Will EUR/USD break lower once more?
EUR/USD has been selling off sharply, with price dropping out of a rising channel that has been in play overnight. Given that we have seen this pair seemingly top off from $1.0944 resistance to fall back into the descending channel that has dominated the past month, there is good reason to believe we could see further downside.

The key to this would be a closed hourly candle below $1.0854, which would provide a bearish signal. An inability to do so could see the pair push back towards $1.0890. Thus, $1.0854 is crucial here, where a close below this level would provide a bearish view, with support levels $1.0834, $1.0808 and $1.0805 coming into view.

Resistance levels of note are $1.0890, $1.0904 and $1.0944.

GBP/USD selling emphasis weakens
GBP/USD downtrend appears to have come to a halt – for now at least.
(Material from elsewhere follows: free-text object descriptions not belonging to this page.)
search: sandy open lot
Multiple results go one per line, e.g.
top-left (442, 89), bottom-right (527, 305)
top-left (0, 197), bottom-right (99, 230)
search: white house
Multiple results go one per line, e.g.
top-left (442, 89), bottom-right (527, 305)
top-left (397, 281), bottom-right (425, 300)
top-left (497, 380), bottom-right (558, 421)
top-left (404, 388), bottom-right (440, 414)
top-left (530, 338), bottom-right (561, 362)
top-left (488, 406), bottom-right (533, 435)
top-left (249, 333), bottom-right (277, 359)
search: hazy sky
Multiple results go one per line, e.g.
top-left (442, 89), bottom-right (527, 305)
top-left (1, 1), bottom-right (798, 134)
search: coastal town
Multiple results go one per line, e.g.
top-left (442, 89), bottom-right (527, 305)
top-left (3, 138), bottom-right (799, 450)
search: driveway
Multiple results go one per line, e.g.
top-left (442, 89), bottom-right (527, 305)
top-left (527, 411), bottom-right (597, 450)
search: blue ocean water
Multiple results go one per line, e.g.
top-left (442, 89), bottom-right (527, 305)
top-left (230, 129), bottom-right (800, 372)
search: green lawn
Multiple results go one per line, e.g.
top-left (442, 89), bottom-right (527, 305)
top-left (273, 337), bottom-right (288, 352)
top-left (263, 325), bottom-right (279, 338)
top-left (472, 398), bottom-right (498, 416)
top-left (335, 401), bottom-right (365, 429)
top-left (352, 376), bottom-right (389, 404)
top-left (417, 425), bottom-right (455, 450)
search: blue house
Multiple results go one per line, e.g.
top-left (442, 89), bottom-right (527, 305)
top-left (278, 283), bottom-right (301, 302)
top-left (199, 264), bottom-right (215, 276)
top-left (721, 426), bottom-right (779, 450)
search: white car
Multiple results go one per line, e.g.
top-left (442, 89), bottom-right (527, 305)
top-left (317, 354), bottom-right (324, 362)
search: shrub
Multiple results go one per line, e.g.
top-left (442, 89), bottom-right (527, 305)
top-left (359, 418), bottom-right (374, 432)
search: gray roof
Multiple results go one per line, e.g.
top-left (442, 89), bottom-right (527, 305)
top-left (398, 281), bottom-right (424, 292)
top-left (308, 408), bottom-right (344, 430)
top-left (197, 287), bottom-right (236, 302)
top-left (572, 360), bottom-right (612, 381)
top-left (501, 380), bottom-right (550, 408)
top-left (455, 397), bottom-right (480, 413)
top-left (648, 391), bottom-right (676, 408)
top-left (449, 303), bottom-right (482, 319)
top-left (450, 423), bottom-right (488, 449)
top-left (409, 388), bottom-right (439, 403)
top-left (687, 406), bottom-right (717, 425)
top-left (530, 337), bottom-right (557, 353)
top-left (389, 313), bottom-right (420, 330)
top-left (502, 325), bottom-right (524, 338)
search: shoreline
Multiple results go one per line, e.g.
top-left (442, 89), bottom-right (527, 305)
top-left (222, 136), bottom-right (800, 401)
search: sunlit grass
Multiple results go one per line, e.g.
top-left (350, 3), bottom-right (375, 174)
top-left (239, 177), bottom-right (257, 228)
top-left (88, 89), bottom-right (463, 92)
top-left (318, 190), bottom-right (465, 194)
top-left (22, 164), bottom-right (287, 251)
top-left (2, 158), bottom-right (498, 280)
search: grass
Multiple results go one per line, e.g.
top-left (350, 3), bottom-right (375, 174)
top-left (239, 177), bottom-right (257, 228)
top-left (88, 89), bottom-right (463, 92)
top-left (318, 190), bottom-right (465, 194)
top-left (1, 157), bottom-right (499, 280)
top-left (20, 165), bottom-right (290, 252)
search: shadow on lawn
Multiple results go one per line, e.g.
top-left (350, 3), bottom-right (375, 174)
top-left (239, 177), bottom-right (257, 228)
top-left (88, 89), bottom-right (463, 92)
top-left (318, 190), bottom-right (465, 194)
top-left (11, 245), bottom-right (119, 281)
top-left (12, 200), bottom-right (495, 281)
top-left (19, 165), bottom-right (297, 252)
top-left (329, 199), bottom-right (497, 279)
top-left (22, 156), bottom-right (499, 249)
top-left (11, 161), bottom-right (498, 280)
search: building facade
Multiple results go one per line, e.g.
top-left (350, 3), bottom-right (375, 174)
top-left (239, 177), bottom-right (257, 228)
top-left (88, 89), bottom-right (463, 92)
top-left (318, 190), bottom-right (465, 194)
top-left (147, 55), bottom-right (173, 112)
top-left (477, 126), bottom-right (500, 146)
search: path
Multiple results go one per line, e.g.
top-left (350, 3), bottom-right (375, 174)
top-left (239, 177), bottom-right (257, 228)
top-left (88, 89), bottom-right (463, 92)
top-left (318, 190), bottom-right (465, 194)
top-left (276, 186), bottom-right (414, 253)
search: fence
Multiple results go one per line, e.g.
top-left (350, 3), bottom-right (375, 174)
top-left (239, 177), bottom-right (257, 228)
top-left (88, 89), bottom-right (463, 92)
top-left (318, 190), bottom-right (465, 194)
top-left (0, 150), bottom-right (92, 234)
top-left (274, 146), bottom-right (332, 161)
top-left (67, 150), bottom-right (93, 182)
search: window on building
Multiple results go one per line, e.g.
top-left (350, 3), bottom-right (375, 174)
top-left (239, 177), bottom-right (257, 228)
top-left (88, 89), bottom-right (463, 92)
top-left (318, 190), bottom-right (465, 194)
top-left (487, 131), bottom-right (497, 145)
The 50-hour simple moving average (SMA) continues to provide us with good resistance to the upside, yet the gradually higher lows now provides us with a symmetrical triangle to keep an eye out for.

Ultimately, for a bullish view to come into play, we would need to see a closed hourly candle above $1.4445. Until that happens, any upside is likely to be capped at either trendline or moving average resistance. For this downtrend to continue, the bearish signal we are looking out for is an hourly close below Tuesday’s low of $1.4352.

Resistance levels of note are $1.4445, $1.4476 and $1.4556, with support levels at $1.4360 and $1.4352.

USD/JPY resurgence could be over
USD/JPY is selling off this morning, following on from a failure swing in price, which fell short of the Y118.38 high on Tuesday. This provides a somewhat bearish tone, which would be confirmed by a closed hourly candle below Y117.29. Should price manage to hold up above this level, then we could see another bounce to continue this consolidation.

However, a close below Y117.29 would provide the bearish signal and would subsequently point towards a continuation of the downtrend with Y116.97 and crucially Y116.21 in view.

Resistance levels of note are Y118.06, Y118.38 and Y118.86.

AUD/USD back to major historical support level
The AUD/USD rally has fallen at the first hurdle, with the downtrend coming back into play over the past two days. Crucially, price has sold off down to the $0.6908 historical support level today. This is the September 2015 low, where a break below this level will create a new six-year low for the pair.

People like to trade such an important level in different ways. One such technique is to await a break and a pullback to the $0.6908 level to then see it form new resistance. Alternately looking out for short-term intraday patterns that indicate a possible bullish reversal could also work. Either way, it is clear this pair is on the cusp of creating a major multi-year low and as such volatility is expected to come into play as we either see a breakout or rejection.

Resistance levels of note are $0.6938, $0.6963, $0.6979 and $0.7000. Below $0.6908, support levels are difficult to ascertain given the long-term nature of price action at such levels.